20220718_120250.jpgThis is an example of the kind of scraps i have.

20220718_113536.jpg These are the gold flakes, after washing several times and before filtering process.
20220718_113418.jpg And finally, part of the filterd product, after thoroughly drying it

Any comment or advice is welcome! and thanks in advance!
 
For what you have, you don't need AR. You can use HCl and either bleach or hydrogen peroxide to dissolve the gold. Melting along with the impurities will leave you with impure gold.

CuCl2 (aka AP) would be a better choice than the piranha (sulfuric and peroxide) solution to dissolve the base metals under the gold plating.

Dave
 
Also, after dissolving with the HCl-bleach or peroxide methods, BEFORE you drop the gold, add a few drops of sulfuric acid to the solution, stir and allow to settle for an hour or two. That will grab any lead contamination and precipitate it as insoluble lead sulfate.
 
For what you have, you don't need AR. You can use HCl and either bleach or hydrogen peroxide to dissolve the gold. Melting along with the impurities will leave you with impure gold.

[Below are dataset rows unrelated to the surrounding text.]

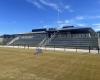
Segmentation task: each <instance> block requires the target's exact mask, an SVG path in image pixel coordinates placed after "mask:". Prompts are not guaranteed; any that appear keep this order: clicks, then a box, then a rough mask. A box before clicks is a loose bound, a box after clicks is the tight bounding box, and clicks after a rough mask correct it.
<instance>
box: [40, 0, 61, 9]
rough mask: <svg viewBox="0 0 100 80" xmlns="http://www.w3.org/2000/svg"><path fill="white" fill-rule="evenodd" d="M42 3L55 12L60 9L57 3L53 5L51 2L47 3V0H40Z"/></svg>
mask: <svg viewBox="0 0 100 80" xmlns="http://www.w3.org/2000/svg"><path fill="white" fill-rule="evenodd" d="M40 2H41V3H42V4H43V5H45V6H49V7H51V8H53V9H55V10H58V9H59V6H58V5H57V4H55V3H51V2H47V1H46V0H40Z"/></svg>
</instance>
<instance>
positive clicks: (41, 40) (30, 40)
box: [10, 34, 45, 46]
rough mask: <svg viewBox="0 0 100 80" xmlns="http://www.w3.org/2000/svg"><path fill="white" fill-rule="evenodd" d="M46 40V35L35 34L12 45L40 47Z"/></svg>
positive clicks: (25, 36)
mask: <svg viewBox="0 0 100 80" xmlns="http://www.w3.org/2000/svg"><path fill="white" fill-rule="evenodd" d="M44 38H45V34H33V35H31V36H29V35H28V36H27V35H23V36H20V37H19V39H18V40H16V41H14V42H13V43H12V44H10V45H16V46H17V45H20V46H21V45H22V46H24V45H27V46H38V44H39V43H40V42H41V41H42V40H43V39H44Z"/></svg>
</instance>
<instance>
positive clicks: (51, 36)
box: [42, 33, 56, 46]
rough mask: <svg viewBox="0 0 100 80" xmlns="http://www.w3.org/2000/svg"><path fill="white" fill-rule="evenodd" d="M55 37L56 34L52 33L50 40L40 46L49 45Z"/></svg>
mask: <svg viewBox="0 0 100 80" xmlns="http://www.w3.org/2000/svg"><path fill="white" fill-rule="evenodd" d="M55 36H56V33H54V34H53V35H52V36H51V37H50V38H47V39H46V41H45V42H44V44H43V45H42V46H46V45H47V44H49V43H50V42H51V40H52V39H54V38H55Z"/></svg>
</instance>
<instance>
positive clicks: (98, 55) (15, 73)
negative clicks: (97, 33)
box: [0, 48, 100, 80]
mask: <svg viewBox="0 0 100 80" xmlns="http://www.w3.org/2000/svg"><path fill="white" fill-rule="evenodd" d="M33 53H34V51H33V50H28V49H27V50H25V49H10V48H0V80H100V55H98V54H76V53H67V52H66V53H63V52H52V51H51V52H50V51H45V52H44V54H43V55H40V56H36V55H33Z"/></svg>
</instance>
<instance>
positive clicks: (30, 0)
mask: <svg viewBox="0 0 100 80" xmlns="http://www.w3.org/2000/svg"><path fill="white" fill-rule="evenodd" d="M26 1H27V2H29V3H31V4H33V5H34V6H36V7H37V8H39V9H43V6H42V5H41V4H40V3H39V2H38V1H36V0H26Z"/></svg>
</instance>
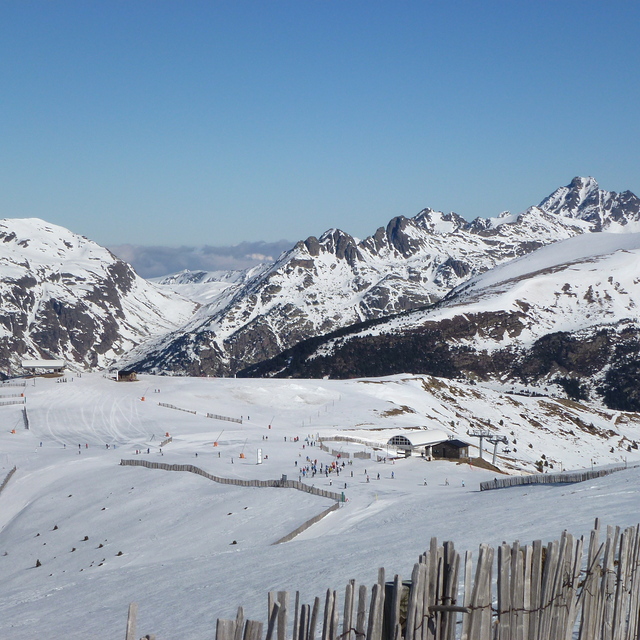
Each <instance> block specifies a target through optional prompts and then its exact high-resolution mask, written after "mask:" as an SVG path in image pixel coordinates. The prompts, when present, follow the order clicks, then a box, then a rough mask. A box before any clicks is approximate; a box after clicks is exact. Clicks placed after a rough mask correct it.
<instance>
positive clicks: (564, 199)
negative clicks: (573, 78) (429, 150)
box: [130, 178, 640, 375]
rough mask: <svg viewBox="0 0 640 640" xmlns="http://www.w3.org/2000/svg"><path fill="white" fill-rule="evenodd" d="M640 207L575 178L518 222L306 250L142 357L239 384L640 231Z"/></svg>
mask: <svg viewBox="0 0 640 640" xmlns="http://www.w3.org/2000/svg"><path fill="white" fill-rule="evenodd" d="M639 212H640V200H638V198H636V197H635V196H634V195H633V194H630V193H629V192H625V193H623V194H616V193H612V192H607V191H603V190H601V189H599V188H598V185H597V183H596V182H595V180H593V178H576V179H574V180H573V181H572V183H571V184H570V185H569V186H568V187H564V188H562V189H560V190H557V191H556V192H555V193H554V194H552V195H551V196H549V197H548V198H546V199H545V200H543V201H542V202H541V203H540V205H539V206H538V207H531V208H530V209H528V210H527V211H525V212H524V213H522V214H520V215H518V216H512V215H511V214H508V213H506V214H503V215H502V216H500V217H497V218H492V219H487V220H482V219H476V220H474V221H473V222H466V221H465V220H464V219H463V218H461V217H460V216H458V215H456V214H455V213H450V214H443V213H441V212H437V211H433V210H431V209H425V210H423V211H421V212H420V213H419V214H418V215H417V216H415V217H414V218H411V219H408V218H404V217H402V216H401V217H397V218H394V219H393V220H391V221H390V222H389V224H388V225H387V227H386V228H380V229H378V230H377V231H376V233H375V234H373V235H372V236H370V237H368V238H366V239H364V240H362V241H359V240H357V239H355V238H353V237H351V236H349V235H348V234H346V233H344V232H342V231H340V230H336V229H333V230H330V231H327V232H326V233H325V234H324V235H322V236H321V237H320V238H315V237H310V238H308V239H307V240H306V241H304V242H299V243H298V244H297V245H296V246H295V247H294V248H293V249H292V250H291V251H289V252H287V253H285V254H283V255H282V256H281V257H280V258H279V260H278V261H277V262H276V263H275V264H273V265H271V266H269V267H266V268H264V269H262V270H258V271H257V272H256V273H255V275H253V277H250V278H248V279H247V280H246V281H245V282H243V284H242V286H239V287H233V288H231V287H229V288H228V289H226V291H225V294H224V296H223V298H220V299H217V300H216V301H215V302H212V303H211V304H210V305H204V306H203V307H202V308H201V309H200V311H199V312H198V314H197V315H196V316H195V317H194V318H193V319H192V320H191V321H190V322H189V323H188V324H187V325H186V326H185V327H182V328H181V329H180V330H178V331H176V332H173V333H172V334H170V335H168V336H167V337H166V338H164V339H161V340H159V341H155V342H154V343H153V344H149V345H146V346H142V347H141V348H140V349H138V350H137V351H136V352H135V354H133V357H132V359H131V360H130V364H132V365H133V366H135V367H136V368H137V369H140V370H143V371H147V372H155V373H159V372H171V373H178V374H189V375H200V374H211V375H229V374H233V373H235V372H236V371H238V370H239V369H241V368H243V367H245V366H247V365H249V364H252V363H256V362H260V361H262V360H265V359H268V358H270V357H273V356H274V355H276V354H277V353H279V352H280V351H282V350H284V349H286V348H288V347H290V346H292V345H294V344H296V343H298V342H300V341H301V340H303V339H305V338H309V337H312V336H318V335H323V334H326V333H329V332H331V331H334V330H336V329H338V328H342V327H346V326H349V325H352V324H354V323H358V322H362V321H367V320H371V319H376V318H381V317H385V316H389V315H392V314H395V313H398V312H401V311H405V310H410V309H416V308H420V307H424V306H426V305H429V304H432V303H433V302H435V301H437V300H439V299H441V298H442V297H443V296H445V295H446V294H447V293H448V292H449V291H450V290H451V289H452V288H454V287H455V286H457V285H459V284H461V283H463V282H465V281H466V280H468V279H469V278H470V277H472V276H474V275H476V274H479V273H483V272H485V271H487V270H489V269H492V268H493V267H495V266H497V265H499V264H504V263H506V262H509V261H511V260H513V259H514V258H517V257H519V256H523V255H526V254H528V253H530V252H531V251H533V250H534V249H537V248H539V247H541V246H544V245H547V244H551V243H554V242H557V241H559V240H562V239H566V238H570V237H573V236H576V235H580V234H582V233H587V232H599V231H605V230H606V231H621V230H625V231H626V230H630V229H632V228H635V227H636V226H637V225H638V224H639V222H638V221H639V219H640V213H639Z"/></svg>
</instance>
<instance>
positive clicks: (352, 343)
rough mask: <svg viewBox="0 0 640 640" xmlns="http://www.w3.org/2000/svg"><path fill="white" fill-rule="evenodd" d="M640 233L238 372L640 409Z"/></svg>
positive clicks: (556, 256)
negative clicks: (460, 384) (540, 399)
mask: <svg viewBox="0 0 640 640" xmlns="http://www.w3.org/2000/svg"><path fill="white" fill-rule="evenodd" d="M638 264H640V233H636V234H628V235H624V234H601V235H600V236H599V237H598V238H590V237H586V236H581V237H576V238H573V239H570V240H567V241H565V242H562V243H559V244H557V245H554V246H548V247H545V248H543V249H541V250H540V251H539V252H536V253H534V254H531V255H529V256H527V257H526V258H525V259H523V260H520V261H518V262H513V263H510V264H506V265H504V266H503V267H500V268H497V269H495V270H494V271H491V272H487V273H485V274H484V275H483V276H479V277H477V278H474V279H473V280H471V281H470V282H469V283H467V284H464V285H461V286H460V287H458V288H457V289H456V290H455V291H453V292H452V293H451V294H450V295H449V296H447V297H446V299H444V300H443V301H442V302H441V303H439V304H436V305H433V306H432V307H431V308H429V309H425V310H414V311H412V312H409V313H405V314H401V315H398V316H395V317H393V318H385V319H380V320H377V321H371V322H368V323H363V324H361V325H356V326H353V327H350V328H346V329H342V330H340V331H337V332H334V333H332V334H330V335H328V336H325V337H318V338H315V339H311V340H307V341H305V342H302V343H300V344H298V345H295V346H294V347H293V348H291V349H289V350H286V351H284V352H283V353H281V354H279V355H278V356H277V357H275V358H273V359H272V360H270V361H268V362H263V363H258V364H256V365H253V366H251V367H248V368H246V369H245V370H244V371H242V372H240V374H239V375H246V376H276V377H287V376H293V377H323V376H330V377H338V378H348V377H366V376H382V375H389V374H395V373H403V372H411V373H420V374H430V375H436V376H441V377H448V378H465V379H470V380H473V381H479V382H488V381H491V382H492V383H493V384H496V383H498V384H502V385H511V384H519V385H532V386H534V387H538V388H540V387H545V386H547V387H548V386H552V387H554V386H557V391H558V392H559V393H560V392H564V393H567V394H568V395H569V397H572V398H574V399H585V398H588V397H589V396H591V397H592V398H593V399H602V400H603V401H604V402H605V404H606V405H607V406H609V407H610V408H615V409H620V410H629V411H640V391H638V389H639V388H640V387H639V386H638V382H639V381H640V365H639V364H638V363H639V362H640V308H639V307H638V305H637V302H636V301H637V300H638V299H640V279H638V277H637V265H638Z"/></svg>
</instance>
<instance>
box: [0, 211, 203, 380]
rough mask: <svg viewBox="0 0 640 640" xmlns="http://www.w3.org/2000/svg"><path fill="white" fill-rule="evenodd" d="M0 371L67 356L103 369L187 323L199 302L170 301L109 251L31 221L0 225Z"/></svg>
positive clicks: (81, 366)
mask: <svg viewBox="0 0 640 640" xmlns="http://www.w3.org/2000/svg"><path fill="white" fill-rule="evenodd" d="M0 299H1V301H2V303H1V309H0V367H2V369H3V370H4V371H5V372H7V373H8V372H13V371H16V370H20V363H21V360H22V359H23V358H40V357H45V358H64V359H65V360H67V361H68V362H69V363H71V364H72V365H73V364H75V365H77V366H78V367H79V368H81V369H86V368H93V367H105V366H108V365H109V364H111V363H112V362H113V361H114V360H115V359H116V358H118V357H121V356H122V355H123V354H124V353H126V352H127V351H128V350H129V349H131V348H132V347H133V346H135V345H137V344H139V343H141V342H143V341H146V340H148V339H149V338H151V337H153V336H155V335H158V334H165V333H167V332H168V331H170V330H172V329H174V328H176V327H177V326H179V325H180V324H182V323H184V322H185V321H186V320H187V319H188V318H189V317H190V316H191V315H192V314H193V312H194V310H195V308H196V307H197V304H196V303H195V302H193V301H191V300H188V299H187V298H185V297H183V296H180V295H175V294H174V295H168V293H167V292H165V291H164V290H162V289H161V288H160V287H158V286H156V285H153V284H151V283H149V282H147V281H146V280H144V279H142V278H140V277H139V276H137V275H136V274H135V272H134V271H133V269H131V267H130V266H129V265H128V264H126V263H125V262H122V261H121V260H119V259H118V258H116V257H115V256H113V255H112V254H111V253H110V252H109V251H107V250H106V249H104V248H102V247H100V246H98V245H97V244H95V243H94V242H91V241H90V240H87V239H86V238H84V237H81V236H79V235H76V234H74V233H71V232H70V231H68V230H67V229H64V228H62V227H59V226H56V225H53V224H49V223H47V222H44V221H43V220H39V219H36V218H30V219H6V220H2V221H0Z"/></svg>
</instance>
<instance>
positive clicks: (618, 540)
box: [216, 521, 640, 640]
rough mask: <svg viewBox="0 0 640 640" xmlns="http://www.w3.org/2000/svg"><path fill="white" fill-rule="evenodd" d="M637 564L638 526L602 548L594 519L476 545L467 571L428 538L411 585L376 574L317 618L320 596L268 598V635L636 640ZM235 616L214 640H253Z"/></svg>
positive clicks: (288, 635)
mask: <svg viewBox="0 0 640 640" xmlns="http://www.w3.org/2000/svg"><path fill="white" fill-rule="evenodd" d="M639 567H640V536H639V527H631V528H628V529H625V530H624V531H621V530H620V528H619V527H616V528H613V527H608V528H607V532H606V537H605V540H604V541H603V542H600V530H599V524H598V522H597V521H596V528H595V529H594V530H593V531H592V532H591V535H590V537H589V539H588V540H587V541H586V542H585V540H584V538H574V537H573V536H572V535H571V534H569V533H567V532H564V533H563V534H562V536H561V538H560V540H558V541H555V542H551V543H549V544H548V545H546V546H543V545H542V543H541V542H540V541H535V542H534V543H533V544H531V545H530V546H520V544H519V543H518V542H515V543H513V544H512V545H507V544H502V545H500V546H499V547H498V548H497V550H496V549H494V548H493V547H490V546H488V545H484V544H483V545H480V550H479V553H478V558H477V561H476V562H475V569H474V567H473V560H472V555H471V553H468V552H467V553H466V554H465V556H464V557H463V558H461V556H460V554H459V553H458V552H457V551H456V550H455V549H454V545H453V543H451V542H445V543H444V544H443V545H438V543H437V541H436V540H435V538H434V539H432V540H431V545H430V547H429V550H428V551H427V552H426V553H424V554H423V555H422V556H420V558H419V561H418V562H417V563H416V564H415V566H414V567H413V572H412V574H411V580H410V581H407V582H403V581H402V579H401V578H400V576H398V575H396V576H395V577H394V579H393V581H391V582H386V583H385V580H384V575H385V570H384V569H381V570H380V571H379V580H378V583H377V584H375V585H374V586H373V588H372V589H371V591H370V592H368V591H367V588H366V587H365V586H362V585H361V586H357V585H356V583H355V582H354V581H351V582H350V583H349V584H348V585H347V586H346V589H345V592H344V597H343V598H342V607H340V604H339V600H338V597H337V594H336V592H335V591H331V590H329V591H327V594H326V596H325V603H324V612H323V613H322V615H320V600H319V598H316V599H315V601H314V603H313V605H306V604H305V605H300V603H299V594H298V593H296V595H295V601H294V605H293V607H291V606H290V597H289V594H288V593H286V592H278V593H271V594H269V598H268V611H269V620H268V623H267V633H266V638H267V640H274V638H275V636H276V635H277V638H278V640H289V639H293V640H314V638H316V633H317V627H318V625H319V624H321V625H322V628H321V638H322V640H400V639H401V638H404V639H405V640H457V639H459V640H572V638H575V639H576V640H631V639H637V638H638V632H639V626H638V620H639V604H640V576H639V575H638V568H639ZM494 577H495V579H494ZM340 612H342V621H341V623H340ZM291 614H292V616H293V624H292V626H291V628H290V627H289V624H288V617H290V616H291ZM242 617H243V616H242V608H240V609H239V613H238V618H237V619H236V620H218V622H217V629H216V640H234V639H236V638H240V637H243V638H245V639H248V638H252V640H260V639H261V638H262V630H263V626H264V625H263V623H261V622H256V621H249V620H248V621H246V623H245V622H244V621H243V619H242ZM320 620H321V621H322V622H320Z"/></svg>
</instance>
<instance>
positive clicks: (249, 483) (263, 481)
mask: <svg viewBox="0 0 640 640" xmlns="http://www.w3.org/2000/svg"><path fill="white" fill-rule="evenodd" d="M120 465H121V466H130V467H146V468H147V469H162V470H164V471H182V472H185V471H186V472H188V473H195V474H197V475H199V476H203V477H204V478H208V479H209V480H213V482H219V483H220V484H232V485H235V486H237V487H262V488H271V489H296V490H297V491H303V492H304V493H310V494H312V495H314V496H320V497H321V498H329V499H330V500H335V501H336V502H344V501H345V496H344V493H336V492H335V491H326V490H325V489H318V488H317V487H314V486H312V485H308V484H305V483H304V482H300V481H298V480H287V479H285V476H283V477H282V478H281V479H279V480H241V479H240V478H225V477H222V476H216V475H213V474H212V473H207V472H206V471H204V470H203V469H201V468H200V467H196V466H195V465H193V464H166V463H164V462H149V461H148V460H124V459H122V460H120Z"/></svg>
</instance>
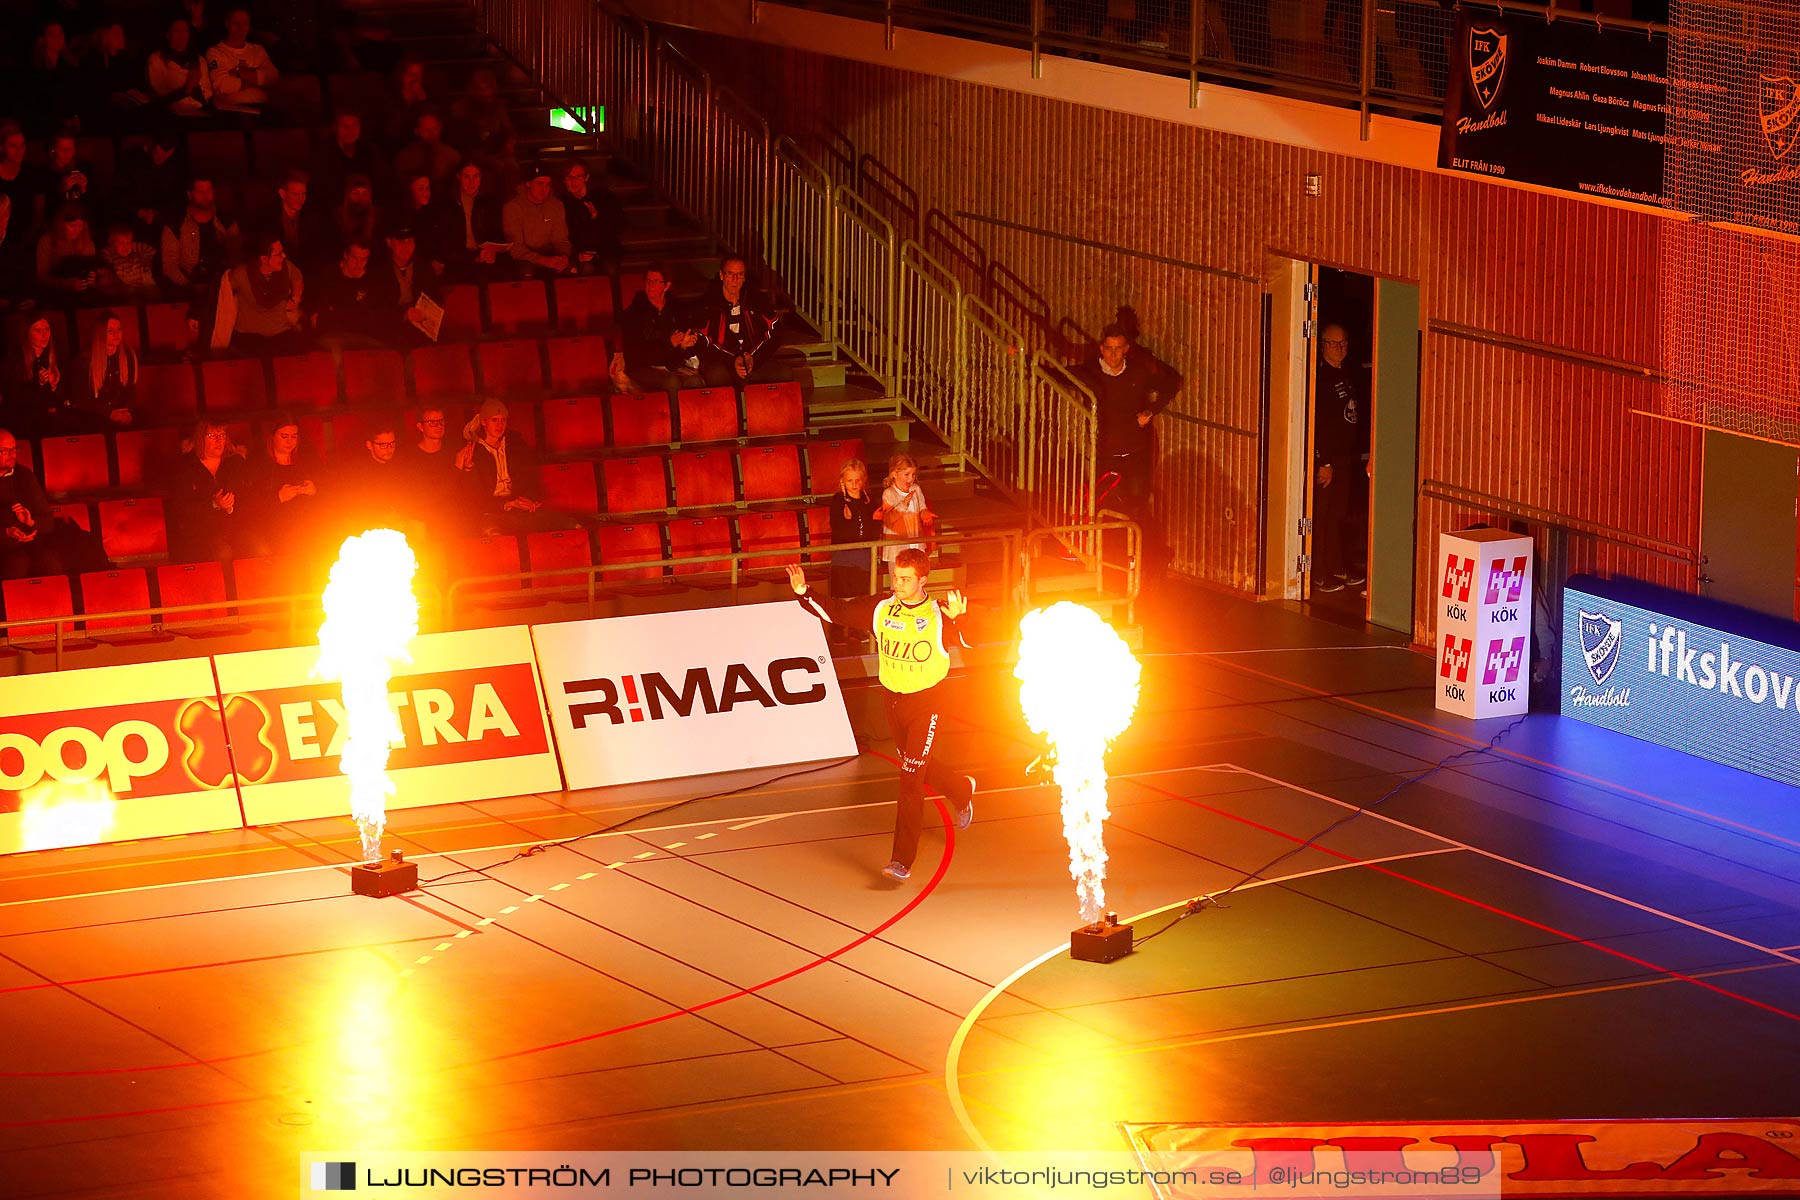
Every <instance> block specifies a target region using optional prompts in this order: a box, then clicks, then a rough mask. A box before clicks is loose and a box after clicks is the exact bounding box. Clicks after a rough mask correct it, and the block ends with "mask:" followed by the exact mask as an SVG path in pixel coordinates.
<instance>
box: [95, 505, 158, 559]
mask: <svg viewBox="0 0 1800 1200" xmlns="http://www.w3.org/2000/svg"><path fill="white" fill-rule="evenodd" d="M101 545H104V547H106V558H110V560H112V561H115V563H117V561H124V560H133V558H162V556H164V554H167V552H169V527H167V525H166V524H164V520H162V500H158V498H157V497H133V498H130V500H101Z"/></svg>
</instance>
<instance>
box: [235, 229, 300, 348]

CuCl2 (aka AP) would be a better choice than the piranha (sulfuric and peroxide) solution to dissolve the base metals under the gold plating.

Dave
Just to point out, all my impurities come from "organic" sources (dielectric and soldermask). My guess is, same as you can melt gold directly with paperfilter, is it possible to burn my impurities?

There is one reason why i use sulfur peroxide mix, it is because i can reuse wastes from production lines, and so, its a cost zero recovering. But yes, etching rate of copper is fast when using copper chloride, and i also have it, so i will try it, thanks for the advice!
 
Just to point out, all my impurities come from "organic" sources (dielectric and soldermask). My guess is, same as you can melt gold directly with paperfilter, is it possible to burn my impurities?

There is one reason why i use sulfur peroxide mix, it is because i can reuse wastes from production lines, and so, its a cost zero recovering. But yes, etching rate of copper is fast when using copper chloride, and i also have it, so i will try it, thanks for the advice!
If it's carbon-based, it will burn off. If you think there are other salts, you can try lower-temp smelting in an anoxic environment first (a covered crucible). Any oxygen-containing salts will combine with the carbon and be released as CO2. Some anions will simply decompose. Then you'll have a cleaner mass to then direct-melt with flux. You can even smelt directly like that if you pick the correct flux recipe. The flux will gobble up most trace base metals and salts and leave behind the PMs.

mbmmllc (Mount Baker Mining and Materials) on Youtube has many videos about smelting and making the recipes based upon the material.